Lorsqu'on lui demanda encore pourquoi Emma s'abaisserait à un tel déni de son identité Regina ne répondit pas. Elle ne devinait que trop bien les raisons de son geste. Pour Emma Swan, il était devenu trop dur de supporter son statut de Sauveuse, trop insupportable de demeurer elle-même.
La souffrance d'un cœur brisé est si brûlante que l'on peut faire l'impossible pour s'en débarrasser et Regina n'en avait que trop conscience.
Ruby se pencha par-dessus le comptoir et servit du bacon et des œufs à cet homme à l'accoutrement intriguant. Granny avait exprimé sa désapprobation dans un regard appuyé et elle avait toléré qu'Hercule garde sa cape de fourrure odorante sous réserve qu'elle ne touche rien du restaurant.
Ruby frissonna en pensant à la mort affreuse qu'avait du subir le lion de Némée avant de finir en carpette. Elle passa une main sur sa nuque et se massa brièvement pour se détendre.
« Jeune fille, appela Hercule de sa voix rocailleuse. Connaissez-vous ce monstre qui plane sur cette ville ? »
La fourchette était à peine visible dans sa main épaisse. Il en tordit le manche par mégarde et lorsqu'il piqua le bacon de ses piques, l'assiette se fissura.
- « Quel monstre ?, fit Ruby en fronçant les sourcils.
- Celui-là même qui est de plumes et de noir. Il chante et ensorcelle ceux qui l'ouïssent.
- Oh Emma, réalisa-t-elle alors.
- D'où vient le nom de ce monstre ?
- Emma était humaine avant. Elle s'est juste... perdue.
- Parlez-moi d'elle, je vous prie. Je viens de loin.

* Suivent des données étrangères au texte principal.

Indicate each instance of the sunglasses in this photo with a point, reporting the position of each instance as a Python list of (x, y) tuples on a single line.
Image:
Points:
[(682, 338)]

Peut-être saurais-je vous venir en aide pour la retrouver. »
La serveuse hésita puis prit place à côté de ce demi-dieu qui, elle l'espérait, aurait croisé la route d'une personne qui aurait suivi un chemin similaire à celui emprunté présentement par la Sauveuse.

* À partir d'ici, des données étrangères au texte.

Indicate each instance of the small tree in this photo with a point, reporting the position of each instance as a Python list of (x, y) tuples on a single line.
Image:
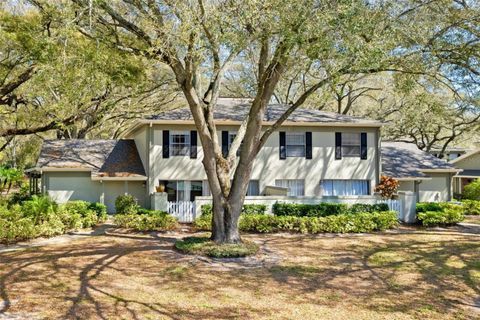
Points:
[(472, 190), (387, 187)]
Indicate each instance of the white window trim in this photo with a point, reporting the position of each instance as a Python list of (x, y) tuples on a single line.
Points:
[(187, 144)]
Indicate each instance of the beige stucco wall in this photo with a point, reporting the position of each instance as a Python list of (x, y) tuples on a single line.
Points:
[(268, 167), (141, 141), (435, 189), (469, 163), (69, 186)]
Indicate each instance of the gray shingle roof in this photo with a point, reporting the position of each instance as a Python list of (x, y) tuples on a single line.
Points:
[(469, 173), (237, 109), (405, 160), (106, 158)]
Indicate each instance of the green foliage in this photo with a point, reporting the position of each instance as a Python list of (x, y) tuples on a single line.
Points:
[(472, 190), (362, 207), (154, 220), (471, 207), (126, 204), (309, 210), (42, 217), (204, 246), (342, 223), (246, 209)]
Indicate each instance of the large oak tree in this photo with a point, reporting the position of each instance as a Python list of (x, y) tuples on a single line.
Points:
[(201, 41)]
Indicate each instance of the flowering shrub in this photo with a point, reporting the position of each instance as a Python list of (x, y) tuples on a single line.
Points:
[(387, 187)]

Plus tard dans la soirée, Ruby sortit du Granny's après avoir terminé son service. Ruby laissa la pleine lune effleurer sa peau et comme elle en avait coutume à présent, elle arpenta la ville sous sa forme lupine. Elle marcha d'un pas léger jusqu'à un coin de rue. Courir dans la forêt serait plus agréable. Ses oreilles frémirent et un frisson lui hérissa le poil. Ruby s'arrêta. Quelques passants se baladaient ici et là mais la ville était anormalement silencieuse.
Dans une flaque d'eau, la louve vit un reflet qui n'était pas le sien. Elle se retourna et avisa cet oiseau de mauvais augure. Ruby parvenait à sentir l'âme chez les autres loups mais elle se parvenait pas ne serait-ce qu'à soupçonner celle d'Emma fondue dans ces plumes noires.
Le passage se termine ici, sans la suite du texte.